Courtesy of its perennially elite defense, Virginia closed 2019-20 with eight consecutive victories and finished just a game behind regular-season champion Florida State in the ACC standings. But with defensive pillars Mamadi Diakite and Braxton Key having completed their eligibility, the Cavaliers may take a small step back on that end of the court, furthering the need for additional offense.
And that’s Hauser’s wheelhouse.
“When we need a shot down the stretch, or just a bucket in general, we can look to him for sure,” junior point guard Kihei Clark said.
UVA never found such a presence last season, and the team’s 3-point accuracy of 30.3% ranked 311th nationally. Moreover, it was the second-worst in program history — the 1990-91 team shot 29.7%.
Contrast that to Hauser, who in three years at Marquette made 246 of 553 attempts beyond the arc (44.5%). To put those numbers into further context: UVA’s career leader in 3-point accuracy (minimum 100 made) is Guy at 42.5%.
Think about that, Cavaliers faithful. Through three seasons, Hauser is a better deep shooter than Guy. Oh, and he’s 6-foot-8.
Another compliment: Hauser’s size, stats and three-dimensional game — inside, midrange and beyond the arc — are reminiscent of Hunter, and the defensive attention he demands should make Clark, guard Tomas Woldetensae and 7-1 forward Jay Huff better scorers. His addition to the active roster also is a primary reason the Cavaliers are No. 4 in the preseason Associated Press poll.
ACC media voted the Cavaliers No. 1 in the league’s preseason poll and named Hauser to the preseason all-conference team — he was the second-leading vote-getter behind North Carolina’s Garrison Brooks. Among the Division I transfers to make the end-of-season all-ACC first team are UNC’s Cameron Johnson (transferred from Pittsburgh), Miami’s Jack McClinton (Siena) and Duke’s Roshown McLeod (St. John’s) and Dahntay Jones (Rutgers).
Tony Bennett is entering his 12th season as Virginia’s coach, a tenure that includes notable Division I transfers such as Key (Alabama), Anthony Gill (South Carolina) and Darius Thompson (Tennessee). What Bennett has never coached, at UVA or in three years at Washington State, is a 20-points-a-game scorer.
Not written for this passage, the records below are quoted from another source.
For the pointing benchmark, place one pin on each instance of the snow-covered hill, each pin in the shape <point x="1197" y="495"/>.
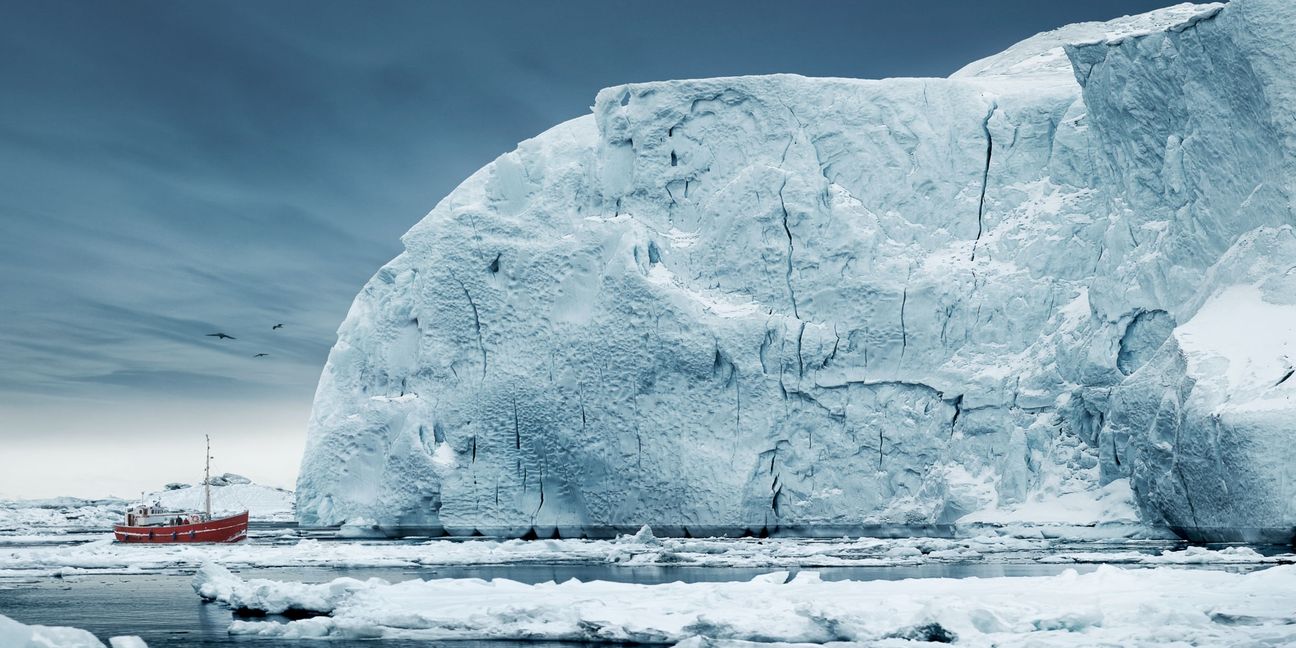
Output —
<point x="776" y="302"/>
<point x="61" y="515"/>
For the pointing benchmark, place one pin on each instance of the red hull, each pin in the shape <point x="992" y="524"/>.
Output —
<point x="224" y="529"/>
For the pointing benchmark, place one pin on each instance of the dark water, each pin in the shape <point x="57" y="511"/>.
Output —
<point x="162" y="608"/>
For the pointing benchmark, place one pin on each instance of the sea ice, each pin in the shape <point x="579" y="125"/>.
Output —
<point x="18" y="635"/>
<point x="1108" y="607"/>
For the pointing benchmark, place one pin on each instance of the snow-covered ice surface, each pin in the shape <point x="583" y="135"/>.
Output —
<point x="810" y="305"/>
<point x="640" y="550"/>
<point x="17" y="635"/>
<point x="47" y="520"/>
<point x="1108" y="607"/>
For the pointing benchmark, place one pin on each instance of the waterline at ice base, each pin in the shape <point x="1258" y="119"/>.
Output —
<point x="1054" y="285"/>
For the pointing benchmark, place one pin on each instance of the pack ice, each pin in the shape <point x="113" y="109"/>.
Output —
<point x="789" y="303"/>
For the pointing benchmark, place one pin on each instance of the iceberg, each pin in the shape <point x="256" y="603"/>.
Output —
<point x="789" y="305"/>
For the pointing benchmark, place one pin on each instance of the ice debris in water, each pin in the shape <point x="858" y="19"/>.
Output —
<point x="18" y="635"/>
<point x="1110" y="605"/>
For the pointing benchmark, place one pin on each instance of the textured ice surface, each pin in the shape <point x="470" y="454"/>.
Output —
<point x="1108" y="607"/>
<point x="62" y="515"/>
<point x="17" y="635"/>
<point x="642" y="550"/>
<point x="788" y="303"/>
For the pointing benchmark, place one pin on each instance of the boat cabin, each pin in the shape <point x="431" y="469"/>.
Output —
<point x="154" y="515"/>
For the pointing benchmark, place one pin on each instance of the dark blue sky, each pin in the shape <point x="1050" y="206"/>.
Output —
<point x="174" y="169"/>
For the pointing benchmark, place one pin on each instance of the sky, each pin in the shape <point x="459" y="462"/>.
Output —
<point x="170" y="170"/>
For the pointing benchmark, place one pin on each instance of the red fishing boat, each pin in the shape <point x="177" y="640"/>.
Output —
<point x="154" y="524"/>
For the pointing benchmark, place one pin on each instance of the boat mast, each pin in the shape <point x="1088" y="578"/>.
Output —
<point x="206" y="481"/>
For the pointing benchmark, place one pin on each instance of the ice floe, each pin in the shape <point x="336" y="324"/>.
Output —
<point x="1108" y="607"/>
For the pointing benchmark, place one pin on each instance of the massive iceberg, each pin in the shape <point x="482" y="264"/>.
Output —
<point x="808" y="305"/>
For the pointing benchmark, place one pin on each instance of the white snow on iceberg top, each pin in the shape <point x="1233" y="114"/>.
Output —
<point x="1045" y="53"/>
<point x="1248" y="341"/>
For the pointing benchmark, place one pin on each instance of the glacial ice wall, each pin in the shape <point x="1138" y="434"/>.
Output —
<point x="1196" y="134"/>
<point x="778" y="302"/>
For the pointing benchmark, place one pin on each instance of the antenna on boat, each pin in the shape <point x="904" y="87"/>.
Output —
<point x="206" y="481"/>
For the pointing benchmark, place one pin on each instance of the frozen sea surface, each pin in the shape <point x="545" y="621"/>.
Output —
<point x="131" y="590"/>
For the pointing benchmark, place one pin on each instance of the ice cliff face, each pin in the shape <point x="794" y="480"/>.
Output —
<point x="779" y="302"/>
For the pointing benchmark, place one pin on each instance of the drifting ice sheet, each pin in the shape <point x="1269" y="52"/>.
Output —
<point x="17" y="635"/>
<point x="644" y="550"/>
<point x="1112" y="607"/>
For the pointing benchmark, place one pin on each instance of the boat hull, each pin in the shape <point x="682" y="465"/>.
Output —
<point x="224" y="529"/>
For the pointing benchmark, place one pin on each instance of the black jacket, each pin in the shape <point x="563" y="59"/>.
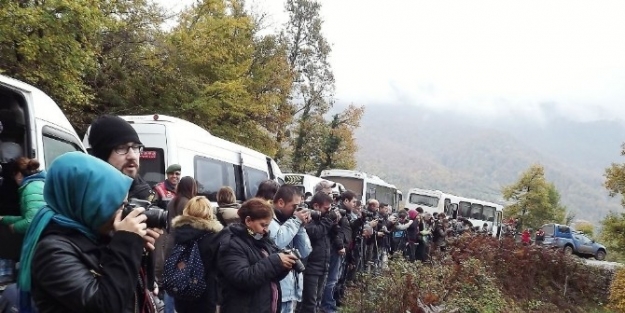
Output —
<point x="344" y="231"/>
<point x="140" y="189"/>
<point x="245" y="274"/>
<point x="319" y="232"/>
<point x="188" y="228"/>
<point x="70" y="273"/>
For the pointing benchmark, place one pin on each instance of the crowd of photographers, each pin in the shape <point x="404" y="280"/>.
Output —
<point x="102" y="240"/>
That’s a function of his teams’ patient offense and lock-down defense, the latter causing opponents to burn considerable time off the 30-second shot clock.
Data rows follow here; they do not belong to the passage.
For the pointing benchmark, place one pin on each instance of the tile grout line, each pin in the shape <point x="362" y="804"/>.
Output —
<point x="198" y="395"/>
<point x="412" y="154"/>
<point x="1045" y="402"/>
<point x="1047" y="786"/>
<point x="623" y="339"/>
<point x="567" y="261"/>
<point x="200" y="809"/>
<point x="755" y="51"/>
The Cavaliers’ highest-scoring player under Bennett was Malcolm Brogdon, who averaged 18.2 points as a senior in 2015-16, when he led UVA to the Elite Eight and became the program’s first consensus first-team All-American since Ralph Sampson in 1982-83. Brogdon was also the first ACC player voted the league’s player of the year and defensive player of the year in the same season.
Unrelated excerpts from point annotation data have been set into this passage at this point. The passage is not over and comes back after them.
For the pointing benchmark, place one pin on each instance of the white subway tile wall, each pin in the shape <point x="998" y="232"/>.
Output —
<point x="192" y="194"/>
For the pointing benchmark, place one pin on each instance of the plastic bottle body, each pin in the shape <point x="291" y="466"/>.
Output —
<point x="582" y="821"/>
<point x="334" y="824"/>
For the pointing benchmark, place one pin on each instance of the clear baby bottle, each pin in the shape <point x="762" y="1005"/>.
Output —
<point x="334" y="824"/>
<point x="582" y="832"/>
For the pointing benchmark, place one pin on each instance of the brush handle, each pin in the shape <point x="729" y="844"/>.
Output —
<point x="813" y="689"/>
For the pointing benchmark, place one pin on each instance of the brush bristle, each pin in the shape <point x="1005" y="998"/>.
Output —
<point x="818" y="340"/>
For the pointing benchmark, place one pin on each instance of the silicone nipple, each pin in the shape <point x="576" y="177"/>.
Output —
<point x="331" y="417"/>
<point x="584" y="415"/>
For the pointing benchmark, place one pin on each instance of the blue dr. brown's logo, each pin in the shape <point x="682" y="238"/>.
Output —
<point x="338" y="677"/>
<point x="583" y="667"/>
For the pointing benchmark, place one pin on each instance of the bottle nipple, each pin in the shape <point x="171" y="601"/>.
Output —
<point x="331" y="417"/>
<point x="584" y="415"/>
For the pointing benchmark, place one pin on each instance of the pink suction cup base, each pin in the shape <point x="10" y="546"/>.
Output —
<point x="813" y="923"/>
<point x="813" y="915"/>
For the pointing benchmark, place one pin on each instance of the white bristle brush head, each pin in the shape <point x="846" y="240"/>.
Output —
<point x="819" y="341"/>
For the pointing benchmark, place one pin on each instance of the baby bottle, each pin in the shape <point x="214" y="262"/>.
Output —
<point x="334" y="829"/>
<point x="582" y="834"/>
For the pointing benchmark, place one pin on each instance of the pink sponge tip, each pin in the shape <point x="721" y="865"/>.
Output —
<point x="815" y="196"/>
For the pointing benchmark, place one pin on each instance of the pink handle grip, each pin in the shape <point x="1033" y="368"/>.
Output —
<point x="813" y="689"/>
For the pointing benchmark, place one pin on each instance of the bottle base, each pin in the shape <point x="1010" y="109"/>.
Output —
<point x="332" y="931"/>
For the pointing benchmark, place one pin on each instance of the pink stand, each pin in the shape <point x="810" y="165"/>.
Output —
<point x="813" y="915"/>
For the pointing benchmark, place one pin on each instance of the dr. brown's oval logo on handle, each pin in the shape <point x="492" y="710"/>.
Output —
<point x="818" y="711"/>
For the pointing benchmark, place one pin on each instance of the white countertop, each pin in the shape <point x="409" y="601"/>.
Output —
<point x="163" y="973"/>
Virginia’s most recent 20-point scorer was Norman Nolan in 1997-98. The Cavaliers’ tempo — they’ve been the nation’s slowest-paced team in the past four seasons — and Huff’s scoring potential likely preclude Hauser from reaching that benchmark.
Which is fine by him. He intends to prove he’s more than a scorer and that 18 months of practice and conditioning have made him a complete player.
Hauser’s quest is scheduled to start Nov. 25 against Maine in Uncasville, Conn., his first college game since Marquette’s 2019 NCAA tournament loss to Murray State.
“Having a redshirt year, you get a whole year to really work on your game and figure out what you need to fine-tune and what you really need to get better at, and I took that very seriously,” Hauser said. “I hope I can show everyone that I’ve gotten better and I’ve improved, and hopefully I’m more than [the] shooter that I’m labeled as. I’ve taken that personally, and I’m just really excited to showcase it. …
“I learned I’m a pretty disciplined person, and I didn’t really take the off year lightly. I really wanted to … [perfect] my craft and [get] better at things I needed to. And I’m just really excited to get back on the floor. I miss competing, I miss that adrenaline drive. Being on a team and playing for one common goal, that’s the best part of basketball.”